Keep in mind that practicing these care techniques does not guarantee that your eyelash extensions will last longer than the average lifespan or that they protect your natural eyelashes from breakage. Other potential dangers of eyelash extensions include alopecia areata (a condition that causes total or partial loss of hair on the scalp and can affect eyebrows and eyelashes), trichotillomania (a stress-induced or anxiety-induced need to pull out hair, including eyelashes), and financial investment (the price of eyelash extensions depends on where you make them).It may seem like a harmless way to accentuate the eyes, but the techniques behind extensions and dyeing can cause infections or allergic reactions that can affect vision. While it's possible to achieve the look of eyelash extensions with a DIY method, it's not recommended and can seriously damage eyelashes and eyeballs. For best results, the eyelash technician should use medical glue to fix the extensions. While a quick search on YouTube will produce hundreds of DIY videos for removing eyelash extensions, the truth is that the surest way to remove them is to let them fall out on their own. The reason formaldehyde can be a problem in eyelash adhesive is that many salons receive products that are shipped from all over the world, and travel time causes the chemical to build up inside the glue. According to the American Academy of Ophthalmology, some dangers of using eyelash extensions include eyelid infection or swelling, corneal infection, and temporary loss of eyelashes.
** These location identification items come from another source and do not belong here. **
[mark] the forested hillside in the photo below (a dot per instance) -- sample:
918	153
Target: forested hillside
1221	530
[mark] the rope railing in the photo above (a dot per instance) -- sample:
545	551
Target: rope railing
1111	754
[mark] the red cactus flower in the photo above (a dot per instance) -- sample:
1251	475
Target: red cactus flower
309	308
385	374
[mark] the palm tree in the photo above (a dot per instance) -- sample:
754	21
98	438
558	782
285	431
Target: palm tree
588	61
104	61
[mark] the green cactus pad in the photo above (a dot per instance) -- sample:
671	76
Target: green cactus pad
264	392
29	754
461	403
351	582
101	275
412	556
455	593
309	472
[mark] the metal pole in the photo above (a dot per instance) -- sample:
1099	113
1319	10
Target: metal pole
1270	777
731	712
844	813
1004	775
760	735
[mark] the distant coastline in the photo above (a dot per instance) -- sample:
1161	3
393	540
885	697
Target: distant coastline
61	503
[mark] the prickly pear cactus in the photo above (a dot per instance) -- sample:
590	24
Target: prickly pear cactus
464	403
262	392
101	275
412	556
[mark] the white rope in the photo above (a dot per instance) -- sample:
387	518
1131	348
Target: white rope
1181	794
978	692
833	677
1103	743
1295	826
Unlike temporary false eyelashes, which adhere to the eyelid in a single strip, eyelash extensions are individual eyelashes. Before deciding if you want to get lash extensions or not, it's important to understand all potential risks associated with them. To help you decide if they are right for you without relying on rumors from the beauty gossip industry, I consulted Andra Marin (opens in a new tab), artistic director and expert eyelash stylist at Courtney Akai Lash Boutique (opens in new tab) in New York, and ophthalmologist Alberto Distefano (opens in a new tab), M.